A Huelva, en Andalousie, la culture intensive de la fraise, destinée à être exportée de manière précoce vers les marchés européens, fait appel pendant quelques mois de l’année à une main-d’œuvre temporaire abondante (soit plus de 50 000 personnes), principalement constituée de travailleurs migrants. Les conditions économiques, de concurrence et de vente des produits, poussent les producteurs à réduire au maximum leurs frais et à utiliser la main-d’œuvre comme variable d’ajustement.
Le rapport d’enquête de la FIDH publié ce jour, intitulé « Main-d’œuvre importée pour fraises exportées » sur la situation des travailleurs saisonniers dans les plantations de fraises dans le sud de l’Espagne, met en lumière les entraves aux droits humains dans un système de migration circulaire.
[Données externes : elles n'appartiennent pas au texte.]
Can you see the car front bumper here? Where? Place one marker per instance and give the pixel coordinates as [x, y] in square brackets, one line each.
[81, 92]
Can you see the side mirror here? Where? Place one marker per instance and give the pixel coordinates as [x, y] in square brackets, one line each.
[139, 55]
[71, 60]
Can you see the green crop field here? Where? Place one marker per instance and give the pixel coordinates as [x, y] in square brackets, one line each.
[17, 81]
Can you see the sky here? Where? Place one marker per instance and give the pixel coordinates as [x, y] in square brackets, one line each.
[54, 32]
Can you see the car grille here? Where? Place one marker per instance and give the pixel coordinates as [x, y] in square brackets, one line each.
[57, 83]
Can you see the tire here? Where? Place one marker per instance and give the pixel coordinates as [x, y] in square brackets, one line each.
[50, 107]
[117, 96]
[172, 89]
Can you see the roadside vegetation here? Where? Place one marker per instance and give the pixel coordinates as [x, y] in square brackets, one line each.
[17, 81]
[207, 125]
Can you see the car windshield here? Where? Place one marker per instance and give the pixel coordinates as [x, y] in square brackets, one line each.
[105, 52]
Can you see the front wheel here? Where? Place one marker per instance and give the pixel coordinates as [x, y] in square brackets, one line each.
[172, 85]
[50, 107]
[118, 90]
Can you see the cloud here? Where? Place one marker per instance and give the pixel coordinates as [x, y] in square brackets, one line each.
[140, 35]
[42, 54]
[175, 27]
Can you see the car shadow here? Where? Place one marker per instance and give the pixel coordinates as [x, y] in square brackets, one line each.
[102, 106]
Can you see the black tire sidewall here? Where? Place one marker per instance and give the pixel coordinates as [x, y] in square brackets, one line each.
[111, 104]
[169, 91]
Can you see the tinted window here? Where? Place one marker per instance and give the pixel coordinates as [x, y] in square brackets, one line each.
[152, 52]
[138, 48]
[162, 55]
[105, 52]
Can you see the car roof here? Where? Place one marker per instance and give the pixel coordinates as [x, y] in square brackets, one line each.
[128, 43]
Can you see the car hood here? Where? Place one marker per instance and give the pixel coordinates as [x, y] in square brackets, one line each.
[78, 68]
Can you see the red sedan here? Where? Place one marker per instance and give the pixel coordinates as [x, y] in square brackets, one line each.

Afin de réguler les flux migratoires et de subvenir aux besoins en main d’œuvre d’un secteur peu attractif pour les travailleurs, même en période de chômage important, le gouvernement espagnol a mis en place le système de la contratación en origen. Ce système vise à recruter « à la source », dans leur pays d’origine, des travailleurs qui sont alors convoyés puis répartis dans les plantations. Condition préalable à toute embauche : un engagement à retourner dans leur pays d’origine à la fin de la saison.
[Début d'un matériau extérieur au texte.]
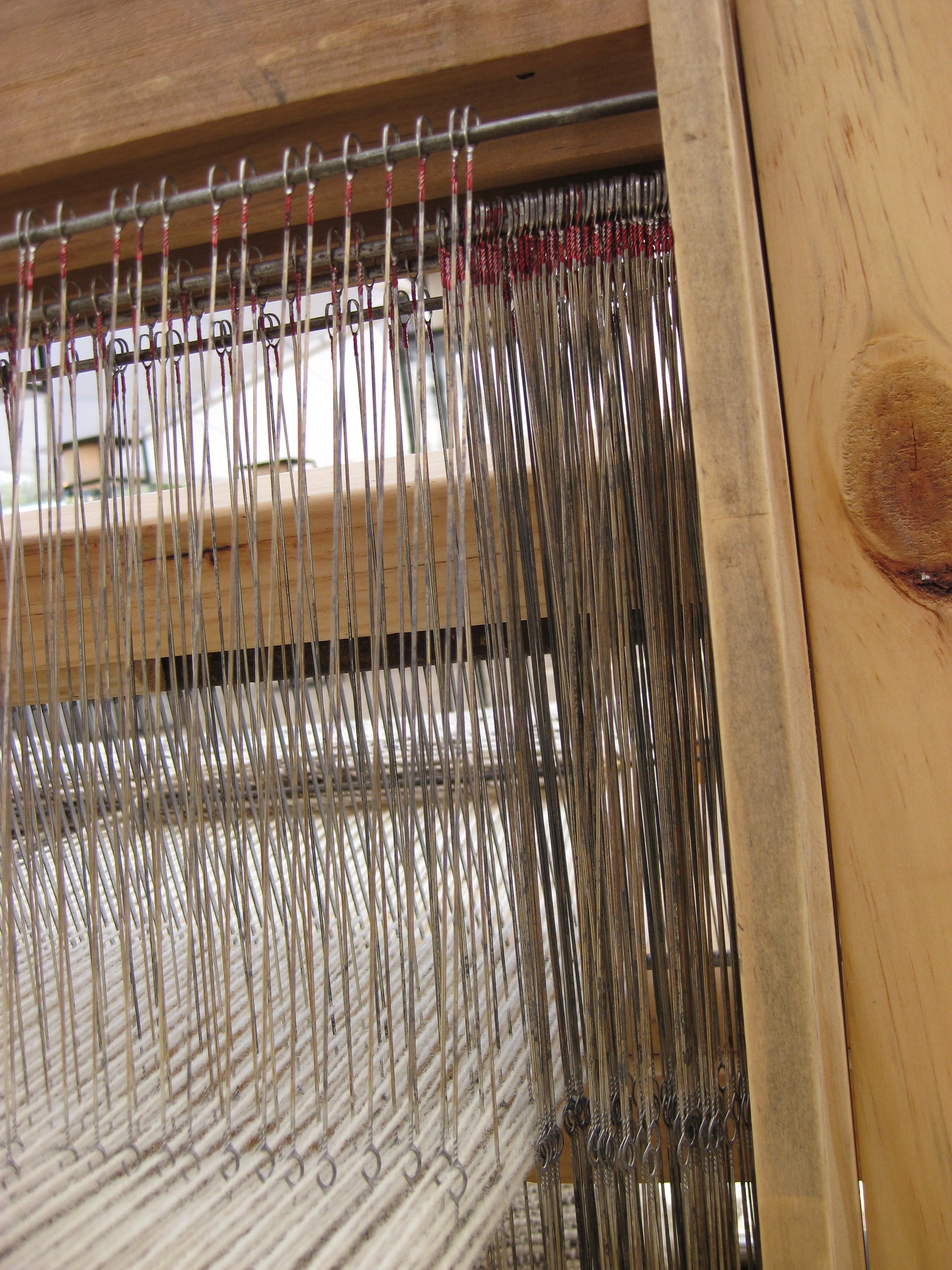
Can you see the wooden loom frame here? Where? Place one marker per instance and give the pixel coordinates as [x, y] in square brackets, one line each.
[832, 67]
Avec l’entrée dans l’Union européenne des pays de l’Est de l’Europe, permettant aux travailleurs de cette région de circuler librement, le recrutement à la source concerne désormais uniquement des travailleuses marocaines. Celles-ci sont choisies parmi les femmes mariées, avec des enfants en bas âge, critères censés assurer un retour au pays et prévenir des tentatives de prolonger leur séjour sur le sol européen.
Un cadre juridique peu protecteur pour les travailleurs agricoles saisonniers en Andalousie,dans lequel les jours non travaillés ne sont pas rémunérés et où la représentation syndicale de ces travailleurs est quasi-impossible, conjugué à un système de migration circulaire induit des atteintes aux droits des travailleurs qui se trouvent complètement dépendants de leur employeur.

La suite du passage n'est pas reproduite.